Saturday, March 19, 2011

2 Samuel 1-3: The King Pleased the People

They buried Abner in Hebron, and the king wept aloud at Abner’s tomb. All the people wept also.
 The king sang this lament for Abner:
   “Should Abner have died as the lawless die?
 Your hands were not bound,
   your feet were not fettered.
You fell as one falls before the wicked.”
   And all the people wept over him again.
 Then they all came and urged David to eat something while it was still day; but David took an oath, saying, “May God deal with me, be it ever so severely, if I taste bread or anything else before the sun sets!”
 All the people took note and were pleased; indeed, everything the king did pleased them. - 2 Sam. 3: 33-36 NIV

All those who followed after Saul rather than David would have seen David differently if he had reacted as it is our usual inclination to do so.  If he had gloated over the deaths of Saul, Jonathan, and Abner they would have seen him as someone who was calloused and power grabbing, not worthy of being king.  Instead, they saw someone touched deeply by the death of even his enemies.  Someone they could follow. 

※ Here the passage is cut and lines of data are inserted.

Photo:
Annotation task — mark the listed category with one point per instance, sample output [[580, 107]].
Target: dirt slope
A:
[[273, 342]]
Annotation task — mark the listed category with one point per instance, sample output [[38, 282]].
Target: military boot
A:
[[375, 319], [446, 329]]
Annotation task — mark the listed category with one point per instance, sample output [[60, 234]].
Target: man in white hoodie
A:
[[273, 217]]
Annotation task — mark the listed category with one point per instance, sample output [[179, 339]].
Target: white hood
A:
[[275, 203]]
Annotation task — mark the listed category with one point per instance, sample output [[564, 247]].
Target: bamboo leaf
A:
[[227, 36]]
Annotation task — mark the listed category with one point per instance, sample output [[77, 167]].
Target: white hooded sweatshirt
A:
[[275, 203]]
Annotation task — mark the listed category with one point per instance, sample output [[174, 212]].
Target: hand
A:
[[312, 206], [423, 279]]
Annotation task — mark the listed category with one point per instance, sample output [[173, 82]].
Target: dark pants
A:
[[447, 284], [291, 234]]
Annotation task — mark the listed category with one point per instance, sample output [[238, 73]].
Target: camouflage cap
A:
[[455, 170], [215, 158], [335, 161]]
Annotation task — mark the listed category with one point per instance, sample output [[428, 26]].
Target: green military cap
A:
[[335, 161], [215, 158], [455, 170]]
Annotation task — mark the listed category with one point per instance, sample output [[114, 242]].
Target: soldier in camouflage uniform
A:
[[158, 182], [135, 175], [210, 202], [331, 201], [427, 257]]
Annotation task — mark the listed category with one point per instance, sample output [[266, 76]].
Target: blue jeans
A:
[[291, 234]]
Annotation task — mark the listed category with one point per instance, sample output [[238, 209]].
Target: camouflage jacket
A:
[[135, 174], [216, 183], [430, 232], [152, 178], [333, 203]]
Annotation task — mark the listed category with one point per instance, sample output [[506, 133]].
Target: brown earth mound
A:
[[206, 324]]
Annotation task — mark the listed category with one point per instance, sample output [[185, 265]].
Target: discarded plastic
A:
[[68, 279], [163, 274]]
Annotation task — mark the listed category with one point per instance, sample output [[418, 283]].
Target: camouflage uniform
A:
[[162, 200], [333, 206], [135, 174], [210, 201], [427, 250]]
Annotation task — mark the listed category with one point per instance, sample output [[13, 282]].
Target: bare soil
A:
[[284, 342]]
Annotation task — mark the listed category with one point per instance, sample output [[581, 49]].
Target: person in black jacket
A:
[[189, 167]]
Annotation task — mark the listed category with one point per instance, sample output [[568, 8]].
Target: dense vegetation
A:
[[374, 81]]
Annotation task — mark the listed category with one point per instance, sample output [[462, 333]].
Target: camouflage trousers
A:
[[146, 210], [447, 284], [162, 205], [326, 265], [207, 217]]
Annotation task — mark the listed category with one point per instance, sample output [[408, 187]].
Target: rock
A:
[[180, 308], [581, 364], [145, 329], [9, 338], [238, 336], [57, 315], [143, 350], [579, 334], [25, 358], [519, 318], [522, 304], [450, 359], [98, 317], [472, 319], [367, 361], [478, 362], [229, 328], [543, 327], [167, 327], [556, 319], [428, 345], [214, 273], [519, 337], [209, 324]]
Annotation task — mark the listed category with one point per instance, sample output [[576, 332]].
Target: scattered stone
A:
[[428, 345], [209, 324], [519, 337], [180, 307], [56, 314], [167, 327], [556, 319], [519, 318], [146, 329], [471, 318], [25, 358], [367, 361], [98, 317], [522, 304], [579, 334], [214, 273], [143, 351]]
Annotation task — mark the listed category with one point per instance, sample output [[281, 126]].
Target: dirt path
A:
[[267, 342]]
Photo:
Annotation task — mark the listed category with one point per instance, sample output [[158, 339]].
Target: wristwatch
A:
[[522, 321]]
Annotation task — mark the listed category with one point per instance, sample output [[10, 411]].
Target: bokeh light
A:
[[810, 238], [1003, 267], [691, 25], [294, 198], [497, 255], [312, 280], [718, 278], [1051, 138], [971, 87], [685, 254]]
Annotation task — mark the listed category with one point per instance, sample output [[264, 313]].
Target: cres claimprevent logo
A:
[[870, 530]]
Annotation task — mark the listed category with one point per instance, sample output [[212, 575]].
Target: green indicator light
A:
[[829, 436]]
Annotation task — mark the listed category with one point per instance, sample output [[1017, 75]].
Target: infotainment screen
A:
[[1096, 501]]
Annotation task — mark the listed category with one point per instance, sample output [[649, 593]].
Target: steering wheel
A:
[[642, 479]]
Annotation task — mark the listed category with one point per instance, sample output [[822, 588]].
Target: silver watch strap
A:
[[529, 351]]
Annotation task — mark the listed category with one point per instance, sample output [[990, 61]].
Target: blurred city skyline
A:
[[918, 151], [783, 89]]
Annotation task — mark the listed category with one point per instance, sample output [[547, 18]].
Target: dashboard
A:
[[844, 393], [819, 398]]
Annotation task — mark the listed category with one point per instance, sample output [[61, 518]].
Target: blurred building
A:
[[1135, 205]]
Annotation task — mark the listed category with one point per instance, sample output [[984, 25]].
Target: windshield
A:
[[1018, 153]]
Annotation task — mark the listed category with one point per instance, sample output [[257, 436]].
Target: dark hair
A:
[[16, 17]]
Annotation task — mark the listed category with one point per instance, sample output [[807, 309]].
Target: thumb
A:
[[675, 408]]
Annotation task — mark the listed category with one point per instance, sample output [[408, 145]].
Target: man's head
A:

In this celebrity filled world, it is difficult to see how it is that when we are weak, and only when we are weak, we become strong.  That message is counter-cultural at the present time.  But as Frederick Buechner puts it:  To journey for the sake of saving our own lives is little by little to cease to live in any sense that really matters, even to ourselves, because it is only by journeying for the world's sake___even when the world bores and sickens and scares you half to death___that little by little we start to come alive.  The Sacred Journey, (Harper Collins, New York, 1982) p.107

David knew that.  David carried the grief of the death of Saul, and all who lost their lives so he could advance in power, with him for the rest of his life.  Just as he grieved for Saul and Abner, he would one day grieve for Uriah and his own sons:  the one that died as a result of his sin with Bathsheba as well as Absalom who tried to usurp the throne from his father.

Only those who realize that any rise to power comes at the expense of others are worthy of following.